When we shipped our lives from California to Mérida — books, rugs, kitchen things, Tucker, my keyboard, my favorite coffee mug — I packed the stereo and all those CDs too.
Lately they’ve become the soundtrack to my writing sessions.
There’s something different about listening this way. With Spotify or Pandora, I had access to everything, but somehow I forgot what I actually liked. The algorithm would happily feed me an endless stream of songs that sounded enough like the last one that eventually they all blurred together. I stopped listening to albums. I stopped being surprised.
Now I put on an old CD and let it play. Even the songs I used to skip. Maybe especially those.

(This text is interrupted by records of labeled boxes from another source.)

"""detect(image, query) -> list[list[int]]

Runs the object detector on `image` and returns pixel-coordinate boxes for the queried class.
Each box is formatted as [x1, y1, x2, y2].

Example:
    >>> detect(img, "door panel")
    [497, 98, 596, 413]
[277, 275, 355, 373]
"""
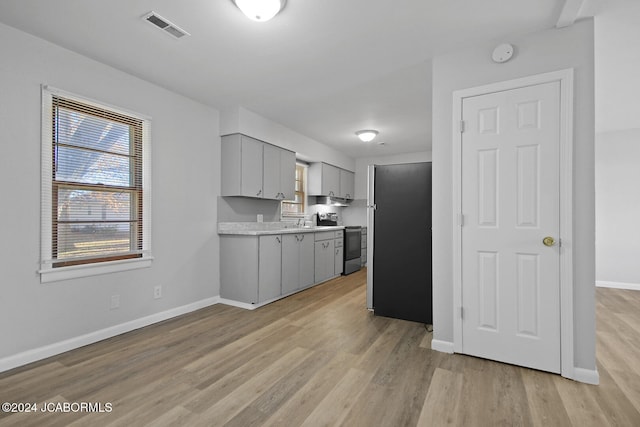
[462, 82, 560, 372]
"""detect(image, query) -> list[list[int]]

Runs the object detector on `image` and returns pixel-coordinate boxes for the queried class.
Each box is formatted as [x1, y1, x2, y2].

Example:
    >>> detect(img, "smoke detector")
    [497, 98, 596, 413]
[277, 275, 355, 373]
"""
[142, 10, 191, 39]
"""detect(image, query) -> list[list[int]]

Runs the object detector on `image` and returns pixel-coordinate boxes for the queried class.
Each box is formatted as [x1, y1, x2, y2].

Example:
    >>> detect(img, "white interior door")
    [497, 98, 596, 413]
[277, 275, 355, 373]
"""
[461, 82, 561, 372]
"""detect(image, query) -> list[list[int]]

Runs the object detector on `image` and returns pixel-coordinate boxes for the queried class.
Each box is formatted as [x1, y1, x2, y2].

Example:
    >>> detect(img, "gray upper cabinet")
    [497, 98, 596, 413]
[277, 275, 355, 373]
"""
[221, 134, 296, 200]
[221, 134, 263, 197]
[262, 144, 296, 200]
[309, 163, 355, 200]
[308, 163, 340, 197]
[339, 169, 355, 200]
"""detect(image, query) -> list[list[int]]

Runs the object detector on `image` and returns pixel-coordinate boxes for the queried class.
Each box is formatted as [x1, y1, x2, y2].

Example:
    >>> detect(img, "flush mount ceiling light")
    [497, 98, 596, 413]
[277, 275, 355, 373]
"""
[232, 0, 287, 22]
[356, 130, 378, 142]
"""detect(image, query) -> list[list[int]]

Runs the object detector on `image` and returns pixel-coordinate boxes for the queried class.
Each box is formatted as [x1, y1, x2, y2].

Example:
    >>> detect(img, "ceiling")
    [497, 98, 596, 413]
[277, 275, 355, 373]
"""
[0, 0, 637, 158]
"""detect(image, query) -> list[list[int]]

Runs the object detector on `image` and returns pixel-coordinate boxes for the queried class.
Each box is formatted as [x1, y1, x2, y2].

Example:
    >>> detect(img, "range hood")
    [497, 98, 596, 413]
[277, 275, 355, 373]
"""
[316, 196, 350, 206]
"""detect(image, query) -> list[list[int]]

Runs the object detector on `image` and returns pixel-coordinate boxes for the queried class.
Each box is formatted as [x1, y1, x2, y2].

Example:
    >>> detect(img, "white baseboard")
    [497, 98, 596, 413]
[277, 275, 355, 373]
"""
[0, 297, 220, 372]
[219, 298, 264, 310]
[573, 368, 600, 385]
[431, 340, 453, 354]
[596, 280, 640, 291]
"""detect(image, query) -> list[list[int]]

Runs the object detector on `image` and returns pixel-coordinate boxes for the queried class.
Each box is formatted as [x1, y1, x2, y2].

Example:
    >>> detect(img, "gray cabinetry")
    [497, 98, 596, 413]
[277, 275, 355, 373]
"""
[338, 169, 355, 200]
[333, 247, 344, 276]
[308, 163, 340, 197]
[282, 233, 315, 294]
[258, 235, 282, 302]
[315, 231, 335, 283]
[262, 144, 296, 200]
[220, 235, 282, 304]
[309, 163, 355, 200]
[221, 134, 296, 200]
[221, 134, 263, 197]
[220, 236, 258, 304]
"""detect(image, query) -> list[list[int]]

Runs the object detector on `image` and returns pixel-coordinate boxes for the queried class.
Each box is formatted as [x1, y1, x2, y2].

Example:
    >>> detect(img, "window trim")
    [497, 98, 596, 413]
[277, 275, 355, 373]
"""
[38, 85, 153, 283]
[280, 162, 309, 221]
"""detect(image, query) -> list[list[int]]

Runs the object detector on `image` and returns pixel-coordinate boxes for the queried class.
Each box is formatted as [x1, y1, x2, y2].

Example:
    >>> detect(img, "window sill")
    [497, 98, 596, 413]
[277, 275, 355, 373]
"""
[38, 256, 153, 283]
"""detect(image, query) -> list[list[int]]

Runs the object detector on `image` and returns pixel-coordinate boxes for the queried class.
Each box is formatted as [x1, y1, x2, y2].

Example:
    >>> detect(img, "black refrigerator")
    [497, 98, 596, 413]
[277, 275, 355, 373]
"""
[372, 162, 433, 324]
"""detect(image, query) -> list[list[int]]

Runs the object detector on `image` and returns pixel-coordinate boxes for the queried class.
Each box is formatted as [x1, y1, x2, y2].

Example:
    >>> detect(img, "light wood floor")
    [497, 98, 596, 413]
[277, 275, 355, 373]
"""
[0, 271, 640, 427]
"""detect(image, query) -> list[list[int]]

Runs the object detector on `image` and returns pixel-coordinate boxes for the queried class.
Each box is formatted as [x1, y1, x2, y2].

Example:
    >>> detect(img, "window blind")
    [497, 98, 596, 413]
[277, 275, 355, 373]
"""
[51, 95, 143, 267]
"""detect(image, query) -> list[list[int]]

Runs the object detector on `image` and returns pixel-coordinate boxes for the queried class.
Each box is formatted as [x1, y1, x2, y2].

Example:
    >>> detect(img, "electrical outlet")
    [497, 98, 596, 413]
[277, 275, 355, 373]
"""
[109, 295, 120, 310]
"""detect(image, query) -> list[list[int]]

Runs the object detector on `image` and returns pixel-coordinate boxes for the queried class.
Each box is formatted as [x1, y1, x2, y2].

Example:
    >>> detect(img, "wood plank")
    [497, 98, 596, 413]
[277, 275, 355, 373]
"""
[418, 368, 463, 427]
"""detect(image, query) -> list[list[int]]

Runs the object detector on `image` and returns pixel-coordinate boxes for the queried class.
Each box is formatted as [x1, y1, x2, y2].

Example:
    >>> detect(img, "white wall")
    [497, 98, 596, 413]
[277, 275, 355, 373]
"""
[433, 20, 595, 370]
[355, 151, 431, 199]
[596, 129, 640, 289]
[0, 24, 220, 370]
[220, 107, 355, 172]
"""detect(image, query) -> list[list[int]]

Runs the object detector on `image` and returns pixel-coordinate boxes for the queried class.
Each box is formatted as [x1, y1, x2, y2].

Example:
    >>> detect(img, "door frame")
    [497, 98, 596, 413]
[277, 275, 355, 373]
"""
[452, 68, 575, 379]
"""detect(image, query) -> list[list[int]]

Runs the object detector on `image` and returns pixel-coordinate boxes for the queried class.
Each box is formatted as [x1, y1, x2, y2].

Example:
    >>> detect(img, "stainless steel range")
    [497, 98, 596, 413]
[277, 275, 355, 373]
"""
[343, 226, 362, 275]
[316, 212, 362, 275]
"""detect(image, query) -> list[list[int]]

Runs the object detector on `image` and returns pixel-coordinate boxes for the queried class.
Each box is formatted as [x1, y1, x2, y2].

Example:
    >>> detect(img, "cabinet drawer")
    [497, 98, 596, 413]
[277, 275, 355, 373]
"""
[315, 231, 336, 242]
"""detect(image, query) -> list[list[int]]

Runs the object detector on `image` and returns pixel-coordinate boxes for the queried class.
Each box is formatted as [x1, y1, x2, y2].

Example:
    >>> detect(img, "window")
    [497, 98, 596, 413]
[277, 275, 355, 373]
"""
[41, 88, 150, 281]
[281, 165, 307, 218]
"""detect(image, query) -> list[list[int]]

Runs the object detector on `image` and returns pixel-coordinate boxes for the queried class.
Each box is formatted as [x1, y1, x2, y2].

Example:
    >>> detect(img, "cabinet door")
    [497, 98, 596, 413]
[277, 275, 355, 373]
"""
[282, 234, 304, 294]
[240, 135, 264, 198]
[333, 247, 344, 276]
[280, 150, 296, 200]
[322, 163, 340, 197]
[315, 240, 327, 283]
[258, 235, 282, 302]
[298, 233, 315, 288]
[325, 240, 336, 280]
[315, 240, 335, 283]
[262, 144, 282, 199]
[340, 169, 355, 200]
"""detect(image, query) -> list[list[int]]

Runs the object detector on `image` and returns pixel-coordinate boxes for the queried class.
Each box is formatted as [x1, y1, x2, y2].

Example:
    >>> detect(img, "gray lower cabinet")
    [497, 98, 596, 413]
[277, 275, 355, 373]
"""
[258, 235, 282, 302]
[220, 235, 282, 304]
[220, 231, 343, 304]
[220, 235, 259, 304]
[315, 231, 336, 283]
[282, 233, 315, 294]
[333, 247, 344, 276]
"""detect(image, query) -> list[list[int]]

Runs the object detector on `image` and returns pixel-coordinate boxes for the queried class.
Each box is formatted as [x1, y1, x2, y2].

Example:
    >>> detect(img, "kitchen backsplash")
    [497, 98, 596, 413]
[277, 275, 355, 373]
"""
[218, 197, 280, 222]
[218, 197, 367, 226]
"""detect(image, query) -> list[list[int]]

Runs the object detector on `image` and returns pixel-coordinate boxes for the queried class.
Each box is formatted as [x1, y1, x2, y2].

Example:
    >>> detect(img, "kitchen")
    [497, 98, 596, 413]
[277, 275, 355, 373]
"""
[0, 2, 624, 424]
[218, 134, 366, 308]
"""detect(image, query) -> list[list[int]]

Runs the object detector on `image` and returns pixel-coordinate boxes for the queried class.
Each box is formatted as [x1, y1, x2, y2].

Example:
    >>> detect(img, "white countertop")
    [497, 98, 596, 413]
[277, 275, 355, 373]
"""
[218, 222, 344, 236]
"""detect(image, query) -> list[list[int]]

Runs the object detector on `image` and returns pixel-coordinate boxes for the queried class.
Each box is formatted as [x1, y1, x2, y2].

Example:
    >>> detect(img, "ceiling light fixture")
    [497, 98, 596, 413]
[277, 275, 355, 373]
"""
[232, 0, 287, 22]
[356, 129, 378, 142]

This evening it was a disc from an old Flower Power box set I picked up decades ago at Borders on State Street, back when Borders was still a thing. Joe Cocker. The Mamas & the Papas. Steppenwolf. Songs that were already old when I first bought the CDs, but somehow make even more sense to me now than they did twenty years ago.
I write while they’re playing.
Sometimes I look around my office and realize I’m listening to songs as old or older than I am, on a CD player from my mother’s bedroom, in a house in Yucatán that is slowly becoming my own.
It’s funny what survives a cross-border move.
Not just the objects. Its also the versions of ourselves that were waiting inside them.